Custom load balancer for pending requests

from fastapi import FastAPI, Request
import httpx
import asyncio

class LLMLeastPendingBalancer:
    def __init__(self, backends: list[str]):
        self.backends = {url: {"pending": 0, "healthy": True} for url in backends}
        self.client = httpx.AsyncClient(timeout=300)

    async def get_backend(self) -> str:
        """Выбираем backend с наименьшим числом pending токенов."""
        healthy = {url: info for url, info in self.backends.items() if info["healthy"]}
        if not healthy:
            raise RuntimeError("No healthy backends")

        # Получаем актуальные метрики
        metrics = await self._fetch_metrics(list(healthy.keys()))

        # Выбираем backend с минимальным queue
        best = min(metrics.items(), key=lambda x: x[1].get("vllm_num_requests_waiting", 0))
        return best[0]

    async def _fetch_metrics(self, backends: list[str]) -> dict:
        tasks = [self._get_backend_queue(url) for url in backends]
        results = await asyncio.gather(*tasks, return_exceptions=True)
        return {url: result for url, result in zip(backends, results)
                if not isinstance(result, Exception)}

    async def _get_backend_queue(self, url: str) -> dict:
        response = await self.client.get(f"{url}/metrics")
        # Парсим Prometheus метрики
        for line in response.text.split('\n'):
            if line.startswith('vllm:num_requests_waiting'):
                return {"vllm_num_requests_waiting": float(line.split()[-1])}
        return {"vllm_num_requests_waiting": 0}

    async def forward(self, request: Request) -> httpx.Response:
        backend = await self.get_backend()
        url = f"{backend}{request.url.path}"

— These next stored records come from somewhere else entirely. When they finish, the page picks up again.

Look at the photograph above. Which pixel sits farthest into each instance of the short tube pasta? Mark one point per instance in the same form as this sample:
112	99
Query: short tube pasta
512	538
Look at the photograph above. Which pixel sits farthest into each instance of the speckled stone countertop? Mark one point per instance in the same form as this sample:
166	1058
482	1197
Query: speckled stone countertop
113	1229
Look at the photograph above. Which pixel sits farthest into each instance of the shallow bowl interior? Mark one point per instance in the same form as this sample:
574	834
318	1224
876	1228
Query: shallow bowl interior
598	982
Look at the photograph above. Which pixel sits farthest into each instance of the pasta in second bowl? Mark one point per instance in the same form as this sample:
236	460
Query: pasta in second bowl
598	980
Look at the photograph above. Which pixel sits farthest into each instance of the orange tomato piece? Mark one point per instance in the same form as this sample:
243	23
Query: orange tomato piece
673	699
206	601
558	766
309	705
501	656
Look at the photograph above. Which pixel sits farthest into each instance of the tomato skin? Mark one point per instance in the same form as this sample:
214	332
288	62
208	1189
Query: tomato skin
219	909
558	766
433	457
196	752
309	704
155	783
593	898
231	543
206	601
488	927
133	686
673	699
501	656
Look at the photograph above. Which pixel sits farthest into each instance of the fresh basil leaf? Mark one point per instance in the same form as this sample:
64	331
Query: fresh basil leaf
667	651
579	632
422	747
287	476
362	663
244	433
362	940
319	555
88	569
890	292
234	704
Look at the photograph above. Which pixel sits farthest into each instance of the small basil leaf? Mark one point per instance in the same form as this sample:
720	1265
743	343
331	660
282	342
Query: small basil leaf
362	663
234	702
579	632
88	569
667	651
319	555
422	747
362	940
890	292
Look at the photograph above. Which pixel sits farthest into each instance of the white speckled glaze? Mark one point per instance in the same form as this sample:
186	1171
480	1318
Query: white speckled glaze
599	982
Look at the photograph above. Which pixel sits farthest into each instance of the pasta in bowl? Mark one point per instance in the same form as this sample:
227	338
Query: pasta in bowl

        self.backends[backend]["pending"] += 1
        try:
            return await self.client.request(
                method=request.method,
                url=url,
                content=await request.body(),
                headers=dict(request.headers)
            )
        finally:
            self.backends[backend]["pending"] -= 1

app = FastAPI()
balancer = LLMLeastPendingBalancer(["http://gpu1:8000", "http://gpu2:8000", "http://gpu3:8000"])

@app.api_route("/v1/{path:path}", methods=["GET", "POST"])
async def proxy(path: str, request: Request):
    return await balancer.forward(request)

Sticky sessions for context-heavy requests

If LLM uses the KV cache prefix reuse (common system prompt), it is useful to direct requests with the same prefix to the same server:

def get_backend_by_prefix(prompt: str, backends: list[str]) -> str:
    """Consistent hashing по prefix для максимального cache hit."""
    # Хэш от первых 256 символов (system prompt)
    prefix_hash = hashlib.md5(prompt[:256].encode()).hexdigest()
    # Consistent hashing — одинаковый prefix → один backend
    idx = int(prefix_hash, 16) % len(backends)
    return backends[idx]

Load distribution monitoring

Key metrics: RPS distribution across backends (should be uniform), queue depth for each backend, error rate for each backend. Alert: one backend is receiving > 80% of traffic while other backends are healthy.